Massive Gang of Elk Sit in on Montana High School Football Practice

by Craig Garrett
Herd of Roosevelt Elk rest alongside Hwy 101 in the California Pacific Northwest with bull Elk to the front - stock photo

Recently, a video was shared of elk taking over the sidelines of a high school football field in Gardiner, Montana. Cindy Shaffer, a native of Montana, frequently posts videos from her visits to Yellowstone National Park and Grand Tetons National Park. In the video, Shaffer shows a herd of one bull elk and at least twelve cows watching a Gardiner High School Bruins football practice. USA Today shared the footage.

Shaffer’s narration of the clip is hilarious. “So I’m here at the school and these boys are having football practice with that big bull elk and his harem on the sidelines. It’s hilarious. Look, they’re right there. Mr. Big. I wish he’d give us a bugle. Welcome to Gardiner during elk rut.” It appears the practice went along mostly undisturbed.

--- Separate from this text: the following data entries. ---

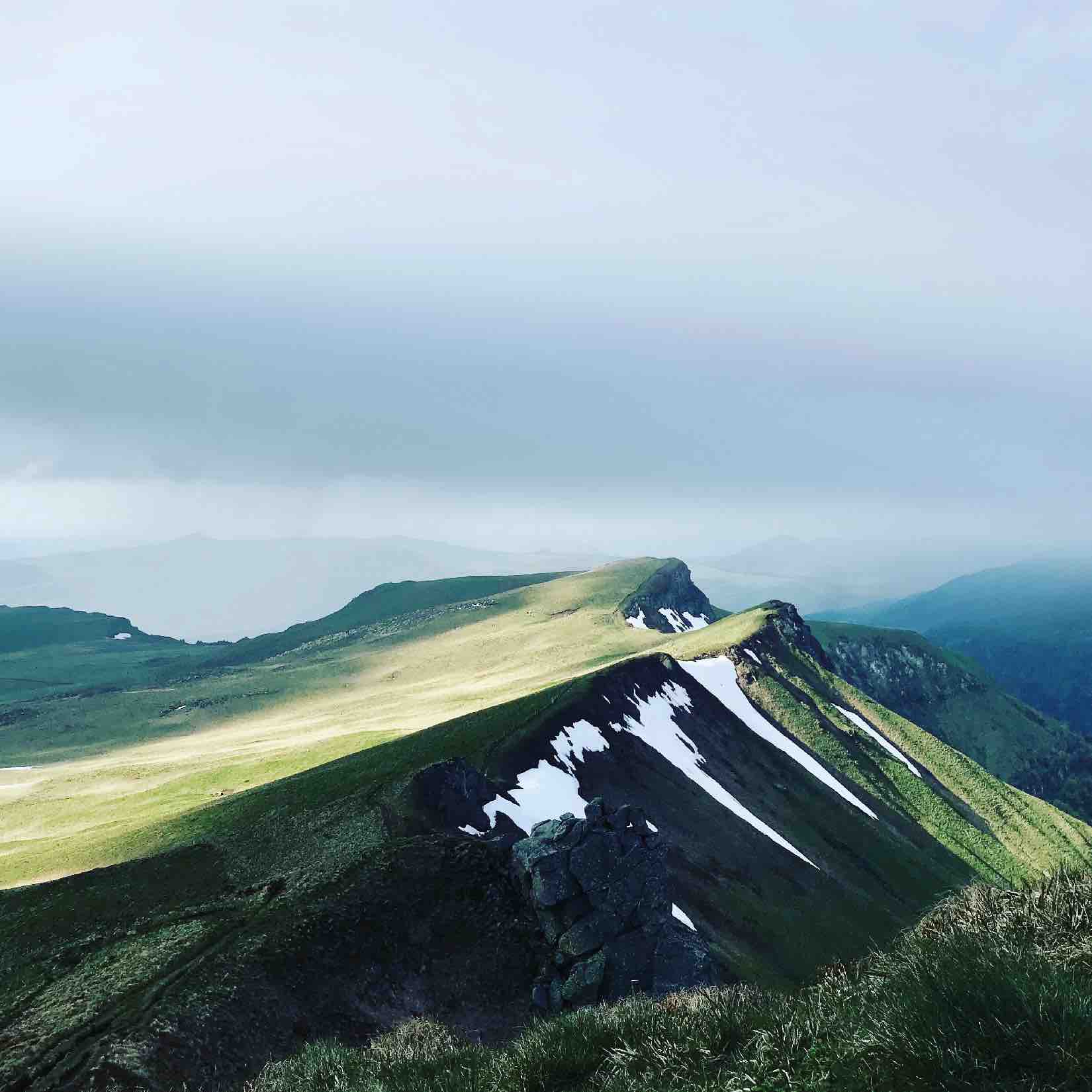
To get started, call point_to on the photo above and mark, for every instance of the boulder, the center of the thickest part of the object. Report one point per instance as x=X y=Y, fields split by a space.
x=599 y=887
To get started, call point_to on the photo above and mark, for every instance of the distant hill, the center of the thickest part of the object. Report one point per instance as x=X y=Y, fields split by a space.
x=22 y=628
x=798 y=821
x=954 y=699
x=827 y=574
x=203 y=589
x=1028 y=625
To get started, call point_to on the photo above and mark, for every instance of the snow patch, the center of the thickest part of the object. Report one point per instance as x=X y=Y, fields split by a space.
x=547 y=792
x=865 y=727
x=655 y=724
x=542 y=793
x=717 y=675
x=686 y=921
x=696 y=623
x=581 y=739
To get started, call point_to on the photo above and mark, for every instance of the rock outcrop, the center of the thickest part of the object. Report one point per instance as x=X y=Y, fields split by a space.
x=670 y=602
x=599 y=888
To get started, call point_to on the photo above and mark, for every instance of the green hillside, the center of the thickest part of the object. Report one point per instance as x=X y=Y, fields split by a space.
x=124 y=737
x=987 y=993
x=330 y=903
x=387 y=601
x=958 y=702
x=1028 y=625
x=24 y=628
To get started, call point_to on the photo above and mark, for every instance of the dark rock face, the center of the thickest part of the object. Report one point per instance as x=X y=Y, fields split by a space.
x=599 y=887
x=794 y=630
x=449 y=796
x=670 y=586
x=901 y=676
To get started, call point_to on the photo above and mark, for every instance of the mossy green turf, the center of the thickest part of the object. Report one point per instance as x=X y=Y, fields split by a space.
x=989 y=993
x=1028 y=625
x=957 y=700
x=158 y=732
x=315 y=835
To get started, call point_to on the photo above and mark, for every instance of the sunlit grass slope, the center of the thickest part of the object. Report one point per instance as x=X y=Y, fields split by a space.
x=187 y=742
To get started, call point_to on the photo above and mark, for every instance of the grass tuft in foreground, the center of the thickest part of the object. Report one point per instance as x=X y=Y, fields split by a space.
x=992 y=991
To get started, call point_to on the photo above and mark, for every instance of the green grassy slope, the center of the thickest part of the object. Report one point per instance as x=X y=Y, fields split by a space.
x=986 y=994
x=164 y=730
x=302 y=901
x=1028 y=625
x=376 y=605
x=956 y=700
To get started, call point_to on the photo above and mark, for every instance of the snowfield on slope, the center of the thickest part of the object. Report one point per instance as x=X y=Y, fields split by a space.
x=549 y=791
x=865 y=727
x=546 y=791
x=680 y=915
x=717 y=675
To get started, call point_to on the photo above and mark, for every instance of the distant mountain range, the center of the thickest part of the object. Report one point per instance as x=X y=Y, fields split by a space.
x=825 y=574
x=309 y=836
x=1029 y=625
x=203 y=589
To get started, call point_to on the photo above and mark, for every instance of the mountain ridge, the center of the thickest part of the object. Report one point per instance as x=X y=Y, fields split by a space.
x=702 y=729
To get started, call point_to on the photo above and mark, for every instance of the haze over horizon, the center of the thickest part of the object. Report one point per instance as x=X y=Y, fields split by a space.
x=598 y=277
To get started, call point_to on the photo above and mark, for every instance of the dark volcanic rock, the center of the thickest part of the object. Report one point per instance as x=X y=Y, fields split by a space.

Although elk might appear lazy and uninterested, they can be dangerous. It is essential to know how to stay safe around them when you’re in their territory- whether that’s the Great Smoky Mountains, Rocky  Mountains, California redwood forests, or Washington Olympic rain forests. They are larger than both black bears and grizzly bears.

Late spring and early summer, as well as September and October, are the two periods of increased elk aggression. Beware while hiking in areas where these animals reside. The females become especially aggressive during calving season to protect their young, while bulls attack anything they deem a threat to their harem during mating season.

How to best handle an elk encounter

Elk are huge animals—females may weigh 500 pounds and males 700 pounds. Obviously, they can pose a serious threat if provoked. They become particularly aggressive around the fall when it’s mating season. In western North America, they live in mountainous regions. Here’s what to do if you come across elk: Keep your distance. Keep them at least 50 yards apart from you. Never touch or go near their calves. If an elk approaches you, slowly back away. Allow the animal room to pass.

If you see a wild animal and it seems to be reacting negatively to your presence, then you are too close. Some signs that an elk is feeling uncomfortable or threatened around you include grinding its teeth, sending its ears backward, curling its lips, and raising the hair on its rump. Other indications that you’re getting too close for comfort are charging, kicking, stopping feeding altogether, and circling around you. In these cases, it would be best if you back away slowly until the animal feels comfortable again.

If an elk attacks, here are your best options. When an animal charges, don’t ever run away. Create a barrier behind a tree, rock, or car to protect yourself. Keep your head and neck safe.